Forty centimeters is a long way down when you’re digging a pit in the forest.
“That’s why you never find perpetrators burying a body six feet under – it’s way too much work,” quips Western Oregon University Professor Misty Weitzel to the raucous approval of her sweaty students.
These Western Oregon University students aren’t burying bodies. They’re digging them up. Weitzel assures that the bodies are not human.
“What we have are three domestic pig burials that were placed in the ground 10 years ago,” says Weitzel, who teaches criminal justice.
Back in 2006 Weitzel started researching decomposition rates in Oregon’s Coast Range using pigs as stand-ins for humans. Like humans, pigs are omnivorous and basically hairless. They also have chest cavities and bone density that are similar to those of humans.
Bodies decompose at vastly different rates.
“The number one variable that influences human decomposition is that weather — so the temperature and humidity,” Weitzel says.
There are a few “body farms” around the country where people donate their cadavers for this kind of forensic research. The oldest and most famous is in Tennessee. But nothing like that exists in the unique climate of the Pacific Northwest – meaning forensic scientists here have few reliable techniques to figure the time of death of a body that’s been in the ground longer than a month or two.
“Time since death is one of the most important roles of a forensic anthropologist, in addition to assessing that biological profile. So we need to gather all the information we can to try to solve that,” Weitzel says.
As part of her decomposition research, Weitzel is harnessing student volunteers like Zairet Solis to exhume the bodies.
“I’m hoping that I can work in the forensics anthropology field – something in the crime lab,” Solis says.
It’s a rare opportunity to get experience in the field; there just aren’t that many buried pigs out there for students to practice on.
Human remains in the United States are often Native American and protected by federal law. Having students work active crime scenes is usually out of the question because of concerns about evidence contamination. Europe is often the only outlet for students wanting to advance their skills in forensic anthropology – and that’s expensive.
Given the chance, eight of Weitzel’s undergrad students volunteered to make the trip into the woods to excavate the buried pigs.

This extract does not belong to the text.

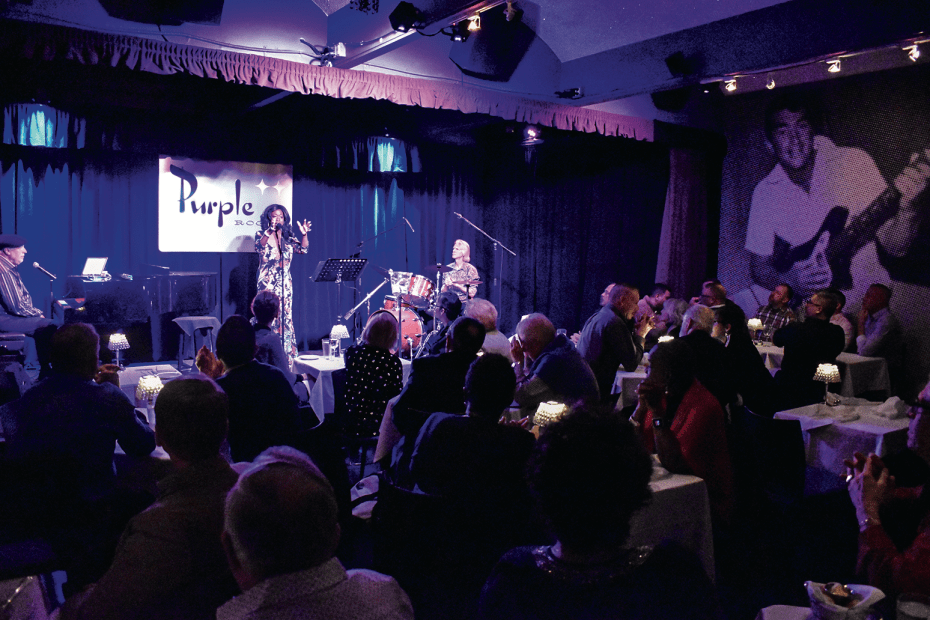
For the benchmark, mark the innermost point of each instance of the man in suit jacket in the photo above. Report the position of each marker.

Their enthusiasm to hit bone is palpable, even after three hours of digging in mosquito-filled woods, tediously removing one horizontal layer of clay at a time. Contact with roots, rocks and charcoal trigger false alarms.
“Got it!” senior Martha Kools yells as her shovel unearths the tip of something very white and about as big around as a thumb at about 38 centimeters down, close to where the original pigs were buried. “What do you think?”
The other students working the perfectly rectangular pit with her gather around the spot.
“Oh, it’s moving,” says one of her classmates as the white object begins to squirm.
“Yeah. It’s a grub,” observes grad student Josh Henderson, who’s helping Weitzel teach excavation technique.
“It looked so close!” despairs Kools, as she picks up uncomfortably large grub and tosses it into the pile of fill dirt beside the pit.
They all go back to digging.
The microbe mix
Getting down to the pig bones is important for Professor Wietzel’s research, which involves examining the microbial make up of the soil around the bones.
When a body decomposes, it changes the mix of bacteria in the soil around it. Weitzel has found these changes peak at about a year after burial. Then the microbial population begins to slowly revert to what it was like previously — similar to what's found in in soil samples collected about 15 feet away from the bodies.
Soil samples taken around a spot where Weitzel left pigs on the forest floor still showed variation from that norm seven years out. The 10-year samples for those pigs are being tested now.
With the students’ help, Weitzel plans to test the soil around these buried pigs to see if the pattern holds.
Finally the pig bones start to emerge from the pit — first the small bones of the feet, then “long bones” like femurs, then vertebrae, ribs and lastly the fully intact skull.
“This gets addicting after a while. I just want to keep on digging and finding more stuff,” says Henderson.
His focused obsession soon spreads – especially to Daisy Romero, who spends hours on her knees unearthing bones with a small trowel.
“That’s the fever,” Professor Weitzel says after Romero declines an offer from a classmate to switch out.
“I think that’s why I’m not tired,” Romero says.
She keeps her laser-like focus on unearthing the ribcage in front of her.
“You’re going to still be out here at midnight,” her classmate jokes.
“Yeah, I’ll be like ‘I found everything guys!’” Romero says.
The students take soil samples from the dirt above and below the pigs.
The hope and promise of Weitzel’s research is that forensic scientists will one day be able to look at the variety of microbes in the soil to determine how long a body has been on or in the ground – even if there’s no longer any visible physical evidence of that body.
“If we can add time since death, we know how long that body has been there. That’s going to narrow a pool of missing individuals perhaps, maybe even narrow down the suspect,” Weitzel says.
This is a holy grail of forensic science.
And maybe the students Weitzel is training today will be able to use that knowledge as professionals to help solve violent crime in the Northwest.